ClassFactory provides a standardized interface for initializing educational modules designed for generating lesson-specific materials, such as slides, concept maps, and quizzes. Modules are dynamically created based on the specified module name, with configurations for content generation provided by the user.
Modules available for creation include: - BeamerBot: Automated LaTeX Beamer slide generation. - ConceptWeb: Concept map generation based on lesson objectives and readings. - QuizMaker: Quiz creation, hosting, and analysis.
- lesson_no
The lesson number for which the module instance is created.
- Type:
int
- syllabus_path
Path to the syllabus file.
- Type:
Path
- reading_dir
Path to the directory containing lesson readings.
- Type:
Path
- slide_dir
Path to the directory containing lesson slides.
- Type:
Path
- llm
Language model instance used for content generation in modules.
- project_dir
Base project directory.
- Type:
Path
- output_dir
Directory where outputs from modules are saved.
- Type:
Path
- lesson_range
Range of lessons covered by the factory instance.
- Type:
range
- course_name
Name of the course for which content is generated.
- Type:
str
- lesson_loader
Instance of LessonLoader for loading lesson-related data and objectives.
- Type:
By default, all module outputs are saved in a structured directory under “ClassFactoryOutput” within the project directory.

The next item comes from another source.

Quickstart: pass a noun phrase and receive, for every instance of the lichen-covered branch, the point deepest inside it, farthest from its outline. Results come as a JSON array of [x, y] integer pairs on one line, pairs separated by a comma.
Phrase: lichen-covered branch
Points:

- create_module(module_name: str, **kwargs)[source]
Create a specific module instance based on the provided module name.
- Parameters:
module_name (str) – Name of the module to create. Case-insensitive options: - ‘BeamerBot’/’beamerbot’: For LaTeX slide generation - ‘ConceptWeb’/’conceptweb’: For concept map creation - ‘QuizMaker’/’quizmaker’: For quiz generation and management
**kwargs – Module-specific configuration options: - output_dir (Path): Custom output directory (defaults to self.output_dir) - verbose (bool): Enable detailed logging (defaults to False) - course_name (str): Override default course name - lesson_range (range): Override default lesson range - slide_dir (Path): Custom slide directory (BeamerBot only)
- Returns:
The created module instance based on the provided name.
- Return type:
Union[BeamerBot, ConceptMapBuilder, QuizMaker]
- Raises:
ValueError – If an invalid module name is provided.
Notes
Each module’s output is automatically organized in a dedicated subdirectory:
ClassFactoryOutput/{ModuleName}/L{lesson_no}/ - BeamerBot operates on single lessons, while ConceptWeb and QuizMaker can handle lesson ranges
BeamerBot - Slide Generation¶
BeamerBot Module¶
The BeamerBot module provides a framework for generating structured LaTeX Beamer slides based on lesson objectives, readings, and prior lesson presentations. By using a language model (LLM), BeamerBot automates the process of slide creation, ensuring a consistent slide structure while allowing for custom guidance and validation.
Key Functionalities¶
Automated Slide Generation: - BeamerBot generates a LaTeX Beamer presentation for each lesson, incorporating:
A title page with consistent author and institution information
“Where We Came From” and “Where We Are Going” slides
Lesson objectives with highlighted action verbs (e.g., textbf{Analyze} key events)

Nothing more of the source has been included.